The problem of the "Dutch disease" and the impact of the raw materials complex and its export component on the economic development of Russia are actualized today in the context of the pressure of international economic sanctions on the Russian economy, when the Russian society has to solve problems that were characteristic of the Soviet Union, we mean, first of all, import substitution. In this regard, we need to understand how negatively the impact of energy exports on the socio-economic development of Russia was, while answering the question, was this development abnormal or, if so, due to what factors?
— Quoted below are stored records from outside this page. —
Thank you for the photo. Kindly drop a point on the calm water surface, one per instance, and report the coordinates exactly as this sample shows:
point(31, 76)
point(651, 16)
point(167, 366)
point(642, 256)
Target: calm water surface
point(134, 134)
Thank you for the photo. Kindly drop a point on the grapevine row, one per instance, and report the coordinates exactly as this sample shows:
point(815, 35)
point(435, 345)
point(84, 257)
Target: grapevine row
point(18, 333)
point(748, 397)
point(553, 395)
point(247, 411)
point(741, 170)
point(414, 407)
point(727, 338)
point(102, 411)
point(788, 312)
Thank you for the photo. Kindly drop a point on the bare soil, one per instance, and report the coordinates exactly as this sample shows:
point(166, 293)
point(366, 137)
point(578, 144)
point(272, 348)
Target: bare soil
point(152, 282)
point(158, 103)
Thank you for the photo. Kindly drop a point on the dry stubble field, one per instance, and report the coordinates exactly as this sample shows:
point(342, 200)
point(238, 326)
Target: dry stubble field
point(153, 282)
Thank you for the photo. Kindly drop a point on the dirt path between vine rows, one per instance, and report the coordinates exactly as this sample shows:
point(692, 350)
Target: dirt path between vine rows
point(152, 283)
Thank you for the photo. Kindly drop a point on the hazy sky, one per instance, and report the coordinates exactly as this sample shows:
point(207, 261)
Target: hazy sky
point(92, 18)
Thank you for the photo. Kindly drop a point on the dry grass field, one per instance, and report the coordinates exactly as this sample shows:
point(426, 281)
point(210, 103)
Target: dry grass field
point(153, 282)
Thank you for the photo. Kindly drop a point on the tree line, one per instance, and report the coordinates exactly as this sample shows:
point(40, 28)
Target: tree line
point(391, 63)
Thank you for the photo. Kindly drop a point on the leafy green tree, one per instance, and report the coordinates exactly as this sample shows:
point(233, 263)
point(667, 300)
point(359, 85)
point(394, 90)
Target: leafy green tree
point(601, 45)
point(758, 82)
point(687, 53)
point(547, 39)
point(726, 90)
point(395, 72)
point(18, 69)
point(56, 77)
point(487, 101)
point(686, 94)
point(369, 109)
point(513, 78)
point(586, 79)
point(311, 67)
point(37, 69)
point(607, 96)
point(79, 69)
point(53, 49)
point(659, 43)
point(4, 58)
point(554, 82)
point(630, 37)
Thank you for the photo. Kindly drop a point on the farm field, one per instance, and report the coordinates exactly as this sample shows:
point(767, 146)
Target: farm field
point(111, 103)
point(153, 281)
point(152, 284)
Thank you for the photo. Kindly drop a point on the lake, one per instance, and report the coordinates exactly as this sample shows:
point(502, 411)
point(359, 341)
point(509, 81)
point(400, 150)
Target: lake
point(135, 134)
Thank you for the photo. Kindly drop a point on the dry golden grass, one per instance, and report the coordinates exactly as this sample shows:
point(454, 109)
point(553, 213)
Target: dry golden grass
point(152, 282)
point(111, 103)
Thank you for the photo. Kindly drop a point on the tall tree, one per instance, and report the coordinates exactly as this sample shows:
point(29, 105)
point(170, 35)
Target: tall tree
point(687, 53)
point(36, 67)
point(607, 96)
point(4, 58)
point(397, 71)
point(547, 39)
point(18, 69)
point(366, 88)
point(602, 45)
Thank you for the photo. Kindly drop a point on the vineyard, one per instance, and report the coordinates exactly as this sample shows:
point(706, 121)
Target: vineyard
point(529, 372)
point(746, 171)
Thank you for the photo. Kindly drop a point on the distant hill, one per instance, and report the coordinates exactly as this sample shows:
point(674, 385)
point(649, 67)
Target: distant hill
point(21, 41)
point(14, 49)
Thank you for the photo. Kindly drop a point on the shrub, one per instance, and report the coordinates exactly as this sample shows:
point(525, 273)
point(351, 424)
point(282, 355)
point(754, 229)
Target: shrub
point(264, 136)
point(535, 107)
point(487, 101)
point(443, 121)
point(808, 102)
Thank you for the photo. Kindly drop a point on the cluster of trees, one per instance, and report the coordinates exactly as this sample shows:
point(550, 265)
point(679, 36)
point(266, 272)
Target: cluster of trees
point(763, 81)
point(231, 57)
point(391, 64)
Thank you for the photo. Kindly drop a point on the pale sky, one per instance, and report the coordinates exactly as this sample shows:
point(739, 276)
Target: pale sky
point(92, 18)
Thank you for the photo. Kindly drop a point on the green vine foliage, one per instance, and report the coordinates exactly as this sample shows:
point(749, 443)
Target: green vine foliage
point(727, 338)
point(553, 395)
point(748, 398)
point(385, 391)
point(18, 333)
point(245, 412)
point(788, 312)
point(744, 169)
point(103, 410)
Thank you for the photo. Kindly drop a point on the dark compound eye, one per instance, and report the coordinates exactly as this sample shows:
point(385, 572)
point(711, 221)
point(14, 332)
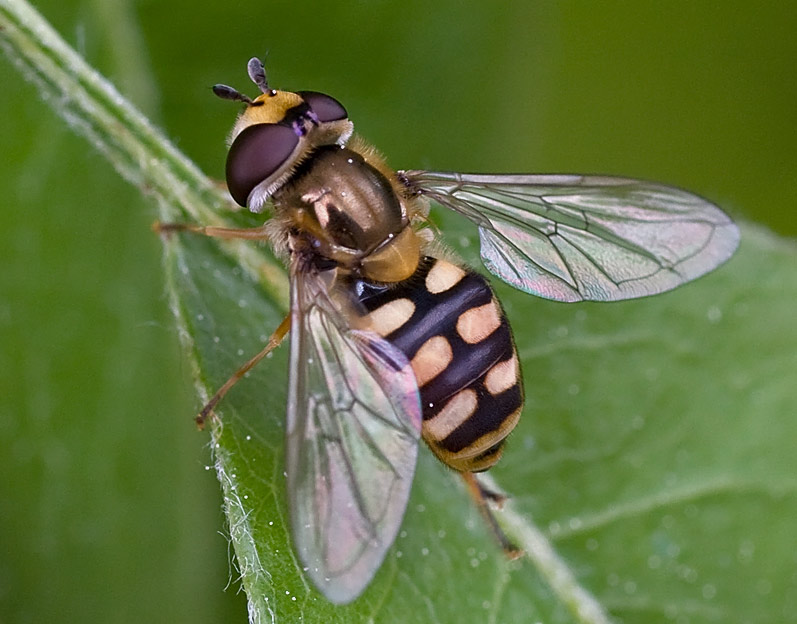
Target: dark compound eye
point(255, 155)
point(327, 108)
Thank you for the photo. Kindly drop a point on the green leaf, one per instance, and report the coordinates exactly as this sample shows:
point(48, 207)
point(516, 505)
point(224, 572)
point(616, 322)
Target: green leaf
point(654, 441)
point(652, 475)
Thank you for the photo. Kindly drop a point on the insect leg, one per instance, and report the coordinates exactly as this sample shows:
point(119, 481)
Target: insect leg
point(482, 496)
point(255, 233)
point(273, 343)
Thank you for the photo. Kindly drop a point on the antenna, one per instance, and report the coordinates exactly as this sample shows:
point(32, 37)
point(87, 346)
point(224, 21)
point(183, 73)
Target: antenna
point(228, 93)
point(258, 74)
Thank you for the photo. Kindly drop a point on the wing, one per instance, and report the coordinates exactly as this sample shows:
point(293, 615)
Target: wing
point(574, 238)
point(354, 421)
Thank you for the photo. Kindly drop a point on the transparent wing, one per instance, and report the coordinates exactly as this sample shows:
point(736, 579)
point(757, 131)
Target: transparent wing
point(574, 238)
point(354, 421)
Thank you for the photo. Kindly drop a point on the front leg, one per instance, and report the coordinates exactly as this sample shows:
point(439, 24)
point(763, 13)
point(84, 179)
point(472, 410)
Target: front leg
point(259, 233)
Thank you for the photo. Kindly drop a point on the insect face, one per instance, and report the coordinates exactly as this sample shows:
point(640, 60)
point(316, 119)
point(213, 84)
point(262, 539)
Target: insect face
point(391, 344)
point(274, 134)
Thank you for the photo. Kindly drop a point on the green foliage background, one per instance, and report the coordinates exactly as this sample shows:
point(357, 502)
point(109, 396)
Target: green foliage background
point(106, 509)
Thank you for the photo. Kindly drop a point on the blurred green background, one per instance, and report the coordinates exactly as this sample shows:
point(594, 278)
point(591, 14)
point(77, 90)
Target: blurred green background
point(106, 507)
Obviously, the crises in Russia in the 1990s and 2009–2011 had a nature weakly associated with raw material specialization. The purpose of this work is to identify the impact of energy exports on the economic development of Russia in retrospect with the construction of a long-term forecast of GDP growth in the Russian Federation in the context of the development of international economic sanctions. Accordingly, the objectives of the study include: to determine how economic growth in the post-Soviet period before the imposition of sanctions was affected by oil exports; secondly, to what extent oil exports influenced innovative development; thirdly, to create a predictive model for the growth of the Russian economy in the context of international sanctions (the situation with the embargo on Russian oil exports to the West). The subject of the study is the impact of oil exports on the socio-economic development of Russia, the object is the macroeconomic situation in Russia before and after international economic sanctions.